Using the IPython/Jupyter Notebook in DSS

The IPython Notebook is a favorite tool for many data scientists. It provides the users with an ideal environment for analyzing interactively datasets directly from their web browser, combining code, graphical output, and rich content in a single place.

Because of all these nice features, the IPython Notebook is embedded in Dataiku DSS, and tightly integrated with other components.

Working with IPython Notebooks

There are two main ways for creating an IPython Notebook in Dataiku DSS:

  • if you want to create a completely “blank” Notebook, just navigate to the Notebook section from the top nav bar, and hit the “New notebook” button. You’ll have the choice between creating a regular Notebook using a Python kernel, or creating a Notebook based on a R kernel.
"Creating a new notebook"
  • very often, while building your data science workflow, you need to explore new datasets. If you want to use a Notebook in this case, from the Flow screen, click on the dataset you want to analyze, then from the right panel, click on the Python or R icon, and select “Notebook”.
"Creating a new notebook from within the Flow"

(Note that this functionality is also available from the Actions menu on a Dataset)

This will open automatically a new Notebook with some minimal code pre-filled, allowing to use Dataiku’s API to read your datasets into Python or R structures (such as data frames). For instance:

"New notebook with minimal pre-filled code"

You can uncomment the portions of code depending on whether you need to load your dataset into a Pandas dataframe, or iterate through the lines of your dataset.

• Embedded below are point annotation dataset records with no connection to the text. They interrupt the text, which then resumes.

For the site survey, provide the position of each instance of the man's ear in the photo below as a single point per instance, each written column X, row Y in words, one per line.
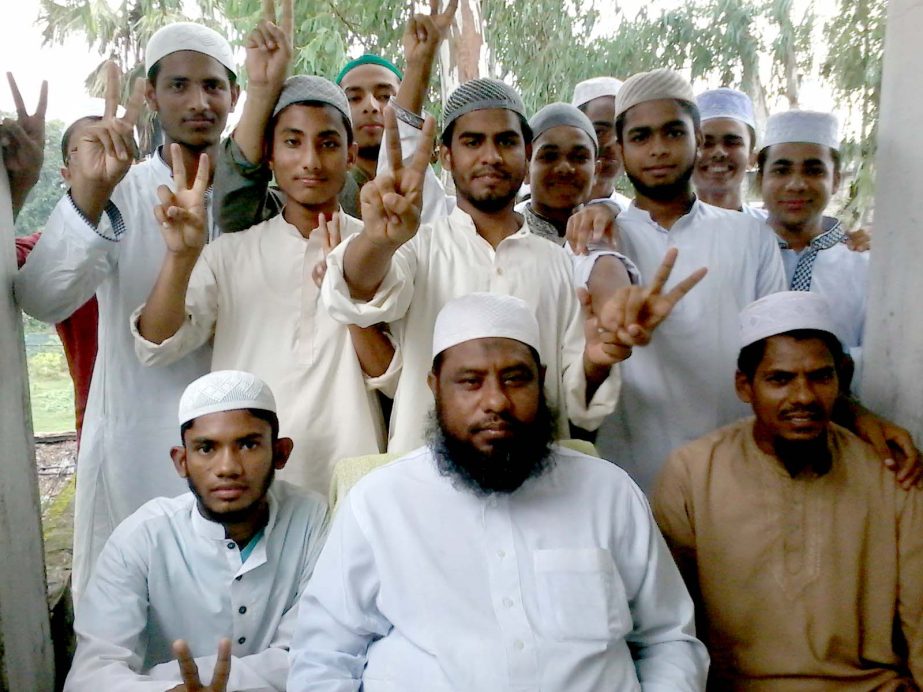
column 281, row 451
column 178, row 454
column 744, row 387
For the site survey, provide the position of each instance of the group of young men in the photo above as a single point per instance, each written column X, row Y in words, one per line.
column 707, row 346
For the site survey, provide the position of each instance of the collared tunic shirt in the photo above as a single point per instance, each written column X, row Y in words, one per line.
column 681, row 385
column 252, row 292
column 130, row 422
column 803, row 584
column 168, row 573
column 564, row 585
column 448, row 259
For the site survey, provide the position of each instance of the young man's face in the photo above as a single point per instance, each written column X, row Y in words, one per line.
column 487, row 390
column 229, row 460
column 561, row 170
column 192, row 96
column 797, row 181
column 727, row 153
column 488, row 157
column 369, row 88
column 793, row 390
column 658, row 148
column 311, row 154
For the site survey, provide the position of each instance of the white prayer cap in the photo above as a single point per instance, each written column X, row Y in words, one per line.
column 653, row 86
column 188, row 36
column 783, row 312
column 810, row 127
column 484, row 315
column 726, row 103
column 224, row 390
column 590, row 89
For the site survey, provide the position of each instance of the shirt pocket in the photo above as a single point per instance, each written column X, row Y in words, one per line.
column 580, row 594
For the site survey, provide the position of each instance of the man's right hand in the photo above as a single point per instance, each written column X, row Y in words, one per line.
column 392, row 202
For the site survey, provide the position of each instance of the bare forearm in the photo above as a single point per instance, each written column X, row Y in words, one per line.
column 373, row 349
column 365, row 265
column 165, row 310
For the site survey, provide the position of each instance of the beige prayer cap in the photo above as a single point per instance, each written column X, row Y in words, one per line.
column 484, row 315
column 653, row 86
column 783, row 312
column 810, row 127
column 590, row 89
column 224, row 390
column 188, row 36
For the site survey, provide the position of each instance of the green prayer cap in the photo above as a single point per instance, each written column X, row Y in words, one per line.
column 368, row 59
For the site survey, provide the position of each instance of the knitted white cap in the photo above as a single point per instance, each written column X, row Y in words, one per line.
column 224, row 390
column 484, row 315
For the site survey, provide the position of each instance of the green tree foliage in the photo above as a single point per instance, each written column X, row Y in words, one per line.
column 50, row 186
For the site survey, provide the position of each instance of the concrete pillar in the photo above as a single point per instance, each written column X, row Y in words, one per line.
column 26, row 657
column 893, row 358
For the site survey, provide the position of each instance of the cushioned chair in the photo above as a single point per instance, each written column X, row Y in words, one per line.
column 347, row 472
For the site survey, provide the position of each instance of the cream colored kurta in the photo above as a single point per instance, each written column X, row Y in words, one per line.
column 448, row 259
column 803, row 580
column 252, row 292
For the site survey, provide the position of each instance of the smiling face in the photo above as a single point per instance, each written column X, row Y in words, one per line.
column 311, row 155
column 192, row 96
column 561, row 170
column 229, row 459
column 369, row 88
column 727, row 153
column 797, row 180
column 658, row 146
column 487, row 156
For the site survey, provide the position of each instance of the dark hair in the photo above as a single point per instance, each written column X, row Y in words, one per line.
column 686, row 107
column 271, row 128
column 446, row 138
column 260, row 413
column 65, row 138
column 764, row 155
column 155, row 71
column 752, row 355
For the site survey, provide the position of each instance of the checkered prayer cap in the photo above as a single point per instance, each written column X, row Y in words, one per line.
column 224, row 390
column 303, row 88
column 485, row 315
column 482, row 94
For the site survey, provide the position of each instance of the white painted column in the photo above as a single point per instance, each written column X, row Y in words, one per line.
column 26, row 657
column 892, row 382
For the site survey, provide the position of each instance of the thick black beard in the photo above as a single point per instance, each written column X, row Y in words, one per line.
column 527, row 455
column 666, row 192
column 237, row 516
column 798, row 455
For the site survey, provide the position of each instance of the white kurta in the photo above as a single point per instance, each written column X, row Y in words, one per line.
column 681, row 385
column 168, row 573
column 564, row 585
column 448, row 259
column 253, row 293
column 130, row 422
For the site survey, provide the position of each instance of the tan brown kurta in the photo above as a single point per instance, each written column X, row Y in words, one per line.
column 812, row 583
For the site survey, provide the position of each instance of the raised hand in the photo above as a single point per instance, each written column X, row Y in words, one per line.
column 634, row 312
column 424, row 32
column 23, row 144
column 181, row 213
column 107, row 149
column 269, row 49
column 190, row 672
column 330, row 237
column 392, row 201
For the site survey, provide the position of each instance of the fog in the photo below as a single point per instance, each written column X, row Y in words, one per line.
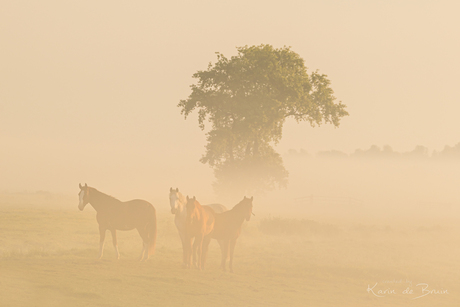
column 89, row 93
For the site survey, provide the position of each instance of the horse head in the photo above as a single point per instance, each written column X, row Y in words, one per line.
column 174, row 199
column 83, row 196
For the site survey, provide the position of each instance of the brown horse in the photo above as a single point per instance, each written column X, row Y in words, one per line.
column 199, row 223
column 114, row 215
column 227, row 227
column 178, row 202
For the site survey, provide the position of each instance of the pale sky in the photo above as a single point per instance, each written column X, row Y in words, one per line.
column 89, row 89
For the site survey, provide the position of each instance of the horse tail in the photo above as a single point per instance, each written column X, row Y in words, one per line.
column 152, row 231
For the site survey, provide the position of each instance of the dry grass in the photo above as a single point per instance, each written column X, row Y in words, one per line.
column 47, row 258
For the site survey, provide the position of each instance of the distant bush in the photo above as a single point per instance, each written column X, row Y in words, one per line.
column 284, row 226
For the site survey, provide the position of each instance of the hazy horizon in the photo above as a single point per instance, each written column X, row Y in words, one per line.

Should you work with R or Python in your Notebook, you will be able to easily load your datasets using Dataiku’s API’s, whatever initial source or storage system.

Creating an Insight from an IPython Notebook

In Dataiku DSS, Insights are used by data scientists to share their work, notably via the Dashboard. IPython Notebooks can be used to create an Insight in DSS, where you will be able to share your document with other users in a HTML format.

Once your Notebook is created, close it and go back to the Notebooks list. Click on the Notebook you want to use, and under “Actions” in the right panel, click on “Publish”:

"Publishing a notebook to a dashboard"

Once generated, you will be taken to the Dashboard, and the Notebook is shown as new Insight. Double click on the top bar of the window to open it:

"Opening a notebook as an insight"

Generating a Notebook from a Model

Finally, another very interesting feature is the ability to create an IPython Notebook directly from a trained machine learning Model. Let’s say you have trained a model, then from the caret close the Deploy menu, you can choose to export it an IPython Notebook:

"Model action menu: export to IPython notebook"

This will create a new Notebook filled with all the settings and the steps required to reproduce your machine learning build from the UI, but directly in Python. Isn’t It Great?

"Python notebook generated from model"


IPython Notebooks are first-class citizens in DSS. They are in the toolbox of most of the data scientists, and they make a great environment for interactively analyzing your datasets using R or Python. If you want to see what next for IPython Notebooks, check the Jupyter project.